As for your broader question above, a theory can be internally consistent, agree with all known observable phenomena, and still be incomplete. An elegant example is General Relativity. While it explains the vast majority of gravitational phenomenon, it fails to describe, for example, what happens to the fundamental metric tensor of G.R. (the meat and potatoes of G.R.) at the center of a black hole: The eigenvalue of the tensor approaches infinity as the singularity is approached, a physically meaningless result. It seems to me that if evolution is supposed to be the theory of genetic change over time, then the theory of evolution is incomplete if it cannot explain the origin of biologically meaningful b.p. sequences. Ergo, I do not have any reason to not believe that the process of natural selection is a reasonable mechanism for explaining some genetic change over time. But I have little or no evidence to convince me that it is sufficient to explain the genetic changes that occured from beginning to the present. So, I'm not sure I agree with your use of the term 'abiogenesis' as I'm not sure you can so safely decouple the emergence of biologically meaningful b.p. sequences from biology. Indeed, a process other than natural selection would have been necessary for that initial sequence, but whatever it was, by definition, it must have had distinctly biological implications in order that it:

1.) Be responsive to the selection pressures that were later levied upon it.

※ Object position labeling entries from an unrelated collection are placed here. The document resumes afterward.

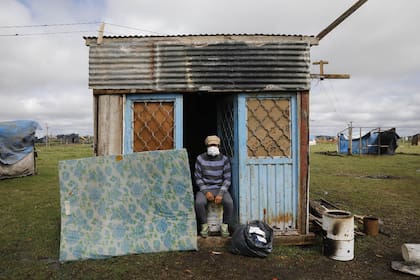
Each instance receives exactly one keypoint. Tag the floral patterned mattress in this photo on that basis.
(126, 204)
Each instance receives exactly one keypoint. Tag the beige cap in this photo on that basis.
(212, 140)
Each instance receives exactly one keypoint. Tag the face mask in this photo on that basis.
(213, 151)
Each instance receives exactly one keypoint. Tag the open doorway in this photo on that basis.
(201, 118)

2.) Provide information sufficiently complex to guide the formation of some biological organism (before it existed!).

Your point is valid that we can debate how complex that organism must have been at its' simplest. That would, of course, drive the probability analysis.

I suspect, for the reasons alluded to above and for many other reasons, that evolution is largely correct in some of its' most basic assumptions, but that it fails as a complete theory of genetic change over time. That is, of course, stated with the qualifications of any honest amateur in the subject.

I've reviewed the mathematics the author is using and, formally speaking, his usage is valid. But what isn't clear is his application of it to physical systems. That requires a lot more brain power than math alone but I'll look at it this weekend (could take a while!).